Lawing adds that district leaders, for the time being, are not considering any CMS-like policies. “We still strive for a respectable place for children, but given the court cases, this could take some time to sort out,” she said.
Leaders in Guilford County Schools, the third-largest district in North Carolina, are taking a similar wait-and-see approach, although Alan Duncan, chairman of the county school board, points out his district has long been outspoken in opposing discrimination.
In April, the school board, like dozens of other local government bodies in North Carolina, passed a resolution demanding a full repeal of HB2. And, Duncan points out, the district approved a broad anti-discrimination and anti-bullying policy in 2009 that includes gender identity.
But Duncan’s district also does not have an explicit bathroom policy. Still, he says the district’s longstanding policy has been effective, and that he believes Guilford schools are in full compliance with the Fourth Circuit’s decision.
“It’s unfortunate we’re not spending time on things that help our children,” Duncan adds of HB2.
Meanwhile, even in some of North Carolina’s most socially progressive districts, school leaders are taking a more conservative approach than CMS.
Heidi Carter, with the Durham Board of Education, was one of many national school leaders who joined a legal brief last week petitioning the courts to side with transgender students and the ACLU on North Carolina’s bathroom law.
But, while the district assumes that the federal court ruling supersedes the state’s law, Carter said Durham schools deal with bathroom usage “more as a practice than a policy.”
Each case is different, she said. Some students are comfortable using a gender-neutral restroom. “There are others who are further along who want more and deserve more,” she said.

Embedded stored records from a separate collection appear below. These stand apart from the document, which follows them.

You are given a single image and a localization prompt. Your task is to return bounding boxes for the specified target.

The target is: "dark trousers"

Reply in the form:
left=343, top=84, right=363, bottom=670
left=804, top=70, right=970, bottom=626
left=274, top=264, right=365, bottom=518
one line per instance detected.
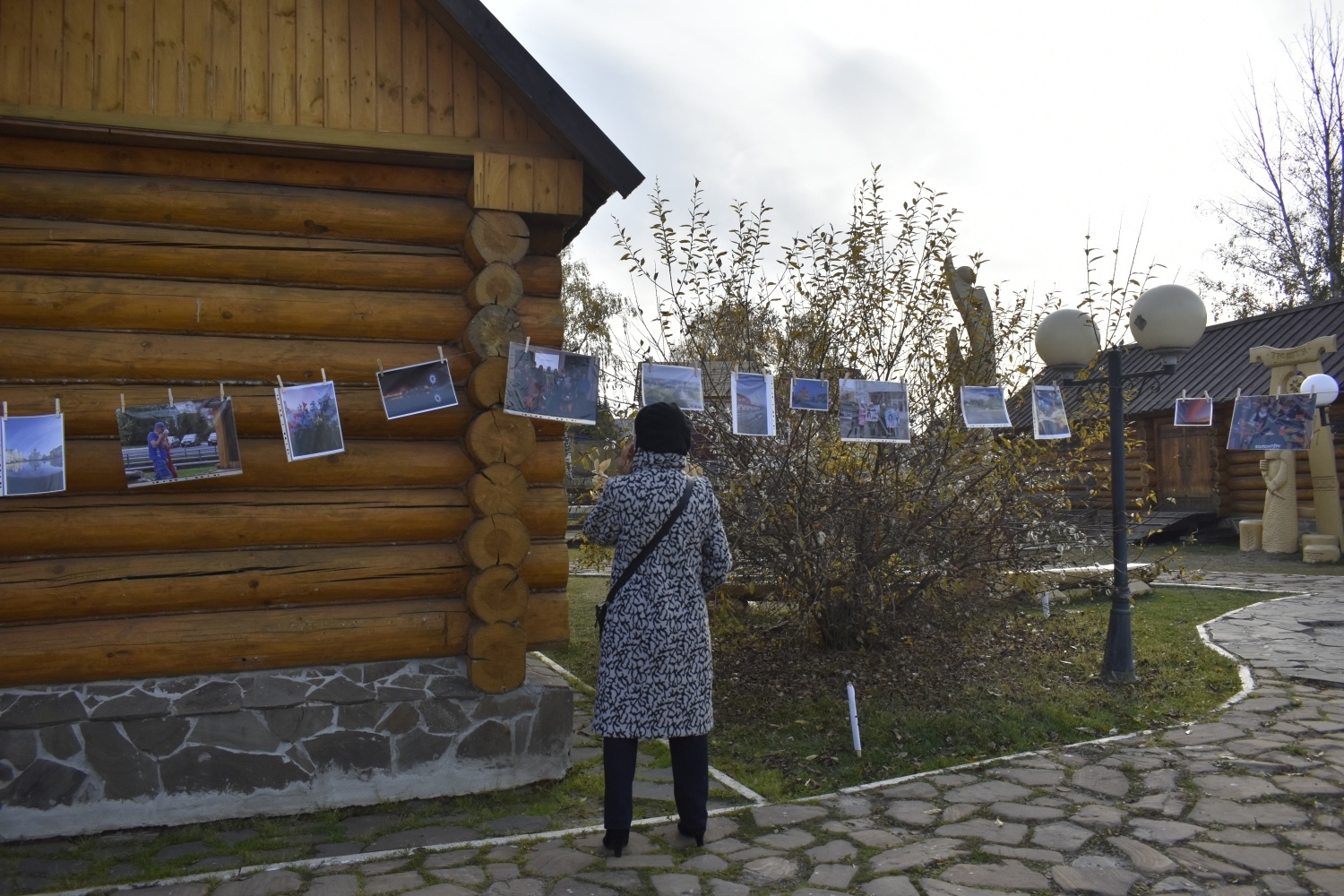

Still, while Carter said she does not anticipate any sweeping policy changes, she said she expects the school system may move toward “clearer guidelines” on bathrooms soon.
“We have room for improvement still, and we want to get it right,” Carter said. “I think it’s the right thing to do.”
Meanwhile, in the Chapel Hill-Carrboro City Schools system, one of the most liberal-leaning districts in North Carolina, school leaders say they view the bathroom conflict as a “non-issue.”
School board leaders updated a non-discrimination policy that includes gender identity last year, although neither specifically addresses bathroom usage, says Jeff Nash, spokesman for the school system.
Nash added that the district made the “proactive decision” last year to designate at least one bathroom in every middle and high school as a “gender-neutral” facility. Since then, no transgender students have asked school leaders to use the male or female restroom corresponding to their gender identity.
And, despite the push by CMS and LGBTQ advocates away from separate, “gender neutral” restrooms, James Barrett, chairman of the Chapel Hill-Carrboro school board, told Policy Watch he does not believe the district needs any new regulations.
“We’re set up at every one of our middle and high schools for every student to have a safe and comfortable bathroom,” said Nash.
Advocates like Byard, GLSEN and the ACLU hear those arguments, but they say such concessions, in the end, might not be enough for true equality in schools.
“Educators have been clear about this,” said Byard. “The federal government has been clear about this. These students deserve to go to school on the same basis as other students.”
And, given federal courts’ recent movement on this issue, any further anti-LGBTQ interventions from state lawmakers should be deemed risky at best, says Byard.
“Elected officials should get out of the way of good practice,” she said. “Efforts to pass laws to undermine good education practices and civil rights law seem to be a losing proposition to my mind.”